ネットの一部で、「男性が女性にAEDを使うと訴えられる危険があるからやらないほうがいい」という声があります。
なぜなら、AEDを使う際は胸部に電極パッドを貼る必要があり、衣服を露出させる場合があるためです。
結論から言うと、救命のために適切にAEDを使用した場合は、セクハラで訴えられる可能性は極めて低いと言えます。
しかし、誤解や不安を生む要因があるため、以下で詳しく説明します。
男性が女性にAEDを使うとセクハラになるという噂
これはSNSなどで広まった誤情報であり、事実ではありません。
救命行為は最優先されるべきであり、性的な意図がない救命行為がセクハラとみなされることはまずありません。
AEDの使用時には、胸部に電極パッドを貼る必要があるため、衣服を露出させる場合があります。
この行為を性的な意図と誤解される可能性を懸念する声がありますが、これはあくまで救命のための必要行為であり、セクハラにはあたりません。
法的観点
- 緊急事務管理 (民法第698条): 救命目的で善意に基づいて行った行為は、緊急事務管理として正当化される可能性が高いです。つまり、法的に保護される行為であり、不法行為 (民法第709条) に問われる可能性は低いと言えます。
- わいせつ罪 (刑法第176条): AEDの使用は救命行為であり、わいせつな意図を持って行われるものではないため、わいせつ罪に問われることはまずありません。
訴えられる可能性について
法的には問題ない可能性が高いとはいえ、訴訟を起こされる可能性はゼロではありません。しかし、その場合でも、救命目的であったこと、適切な手順でAEDを使用したことを説明すれば、裁判で負ける可能性は極めて低いでしょう。
不安を軽減するための対策
- 周囲に協力を求める: AEDを使用する際は、できる限り周囲の人に声をかけ、状況を説明し、協力を仰ぐようにしましょう。目撃者がいることで、後々の誤解を防ぐことができます。
- 女性に配慮する: 可能であれば、同性の人に介助を依頼したり、露出を最小限にするように配慮したりするなど、できる範囲で配慮することで、相手の不安を軽減できます。ただし、救命が最優先であることを忘れないでください。

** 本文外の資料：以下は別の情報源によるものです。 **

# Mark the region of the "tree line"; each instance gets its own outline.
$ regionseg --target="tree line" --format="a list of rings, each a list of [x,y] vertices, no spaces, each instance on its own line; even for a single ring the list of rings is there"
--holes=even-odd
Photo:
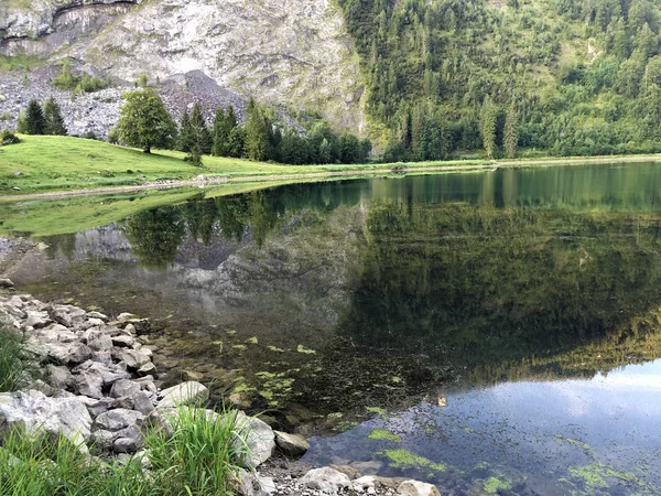
[[[658,3],[339,3],[393,158],[508,157],[514,131],[519,149],[554,155],[661,151]]]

- AEDの使用手順を学ぶ: AEDの使用手順を正しく理解することで、自信を持って行動できるようになります。講習会などに参加し、正しい知識と技術を身につけておきましょう。
重要なこと
最も重要なことは、目の前で倒れている人がいる場合、ためらわずに救命行動を起こすことです。
誤解や不安から救命が遅れることで、助かる命が助からなくなるという最悪の事態を避けるべきです。
まとめると、救命のためのAED使用はセクハラには当たらず、法的に問題となる可能性は極めて低いと言えます。
ためらわずに救命行動を起こしてください。
訴訟になったところで、ジャッジするのは裁判官なので、適切な措置を取っていれば間違いなく「違法性はない」との結論に至ります。
心配しなくても大丈夫です。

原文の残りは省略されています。